A bstract : Interleukin‐1 receptors (lL‐1R type I and II) have been characterized in murine nervous structures (hippocampus and frontal cortex), in vascular structures (vessels, choroid plexus), and in the anterior pituitary. Because interleukin‐1 (IL‐ 1), injected or induced in the brain, is a powerful regulator of the stress axis and immune functions, it was of interest to investigate IL‐1Rs and IL‐1 in autoimmune mice. In control mice, bacterial lipopolysaccharide (LPS), administered i.p. or i.c.v., induces a sharp decrease in available brain IL‐1 receptors, in spite of a moderate increase in mRNAs for both receptor types. This is concomitant with an increase in IL‐1α, β, and ra mRNA. Ligand production clearly overcomes receptor turnover. In autoimmune mice (NZB and NZB/NZW F1), a strong defect in IL‐1R (type I) is demonstrated in the dentate gyrus. This tissue‐specific defect cannot be explained by increased occupancy by endogeneous ligands as for LPS‐treated mice.

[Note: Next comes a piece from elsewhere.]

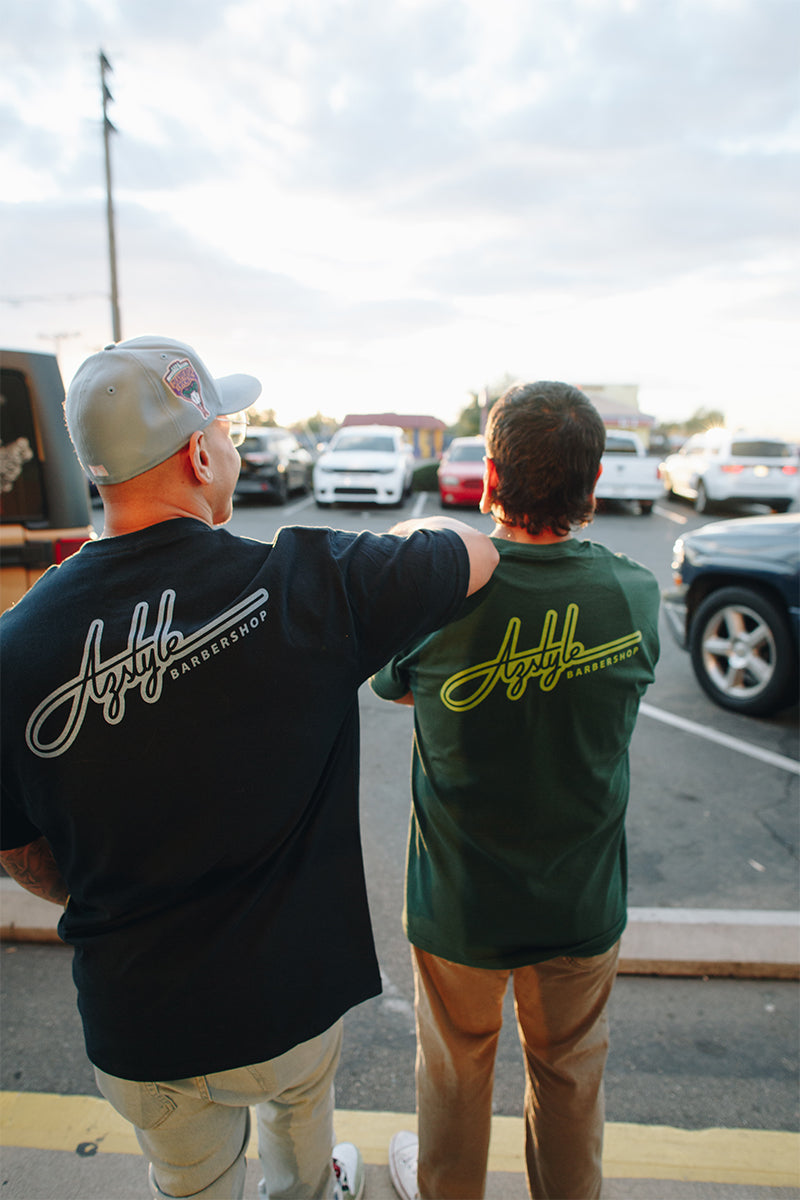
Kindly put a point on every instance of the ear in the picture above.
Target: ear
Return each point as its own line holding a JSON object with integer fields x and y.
{"x": 198, "y": 457}
{"x": 489, "y": 485}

The transmission of the defect is Mendelian and suggests the involvement of a single gene. However patterns of IL‐1R mRNAs (evaluated by RT‐PCR) are similar in NZB and in controls, suggesting a translational or post‐translational abnormality. The contribution of this genetic disorder in the development of autoimmunity remains to be clarified. Because the brain IL‐1 system sends inhibitory signals towards immune functions, this lack of functional IL‐1 binding sites might participate in the disregulations observed in NZB autoimmune mice.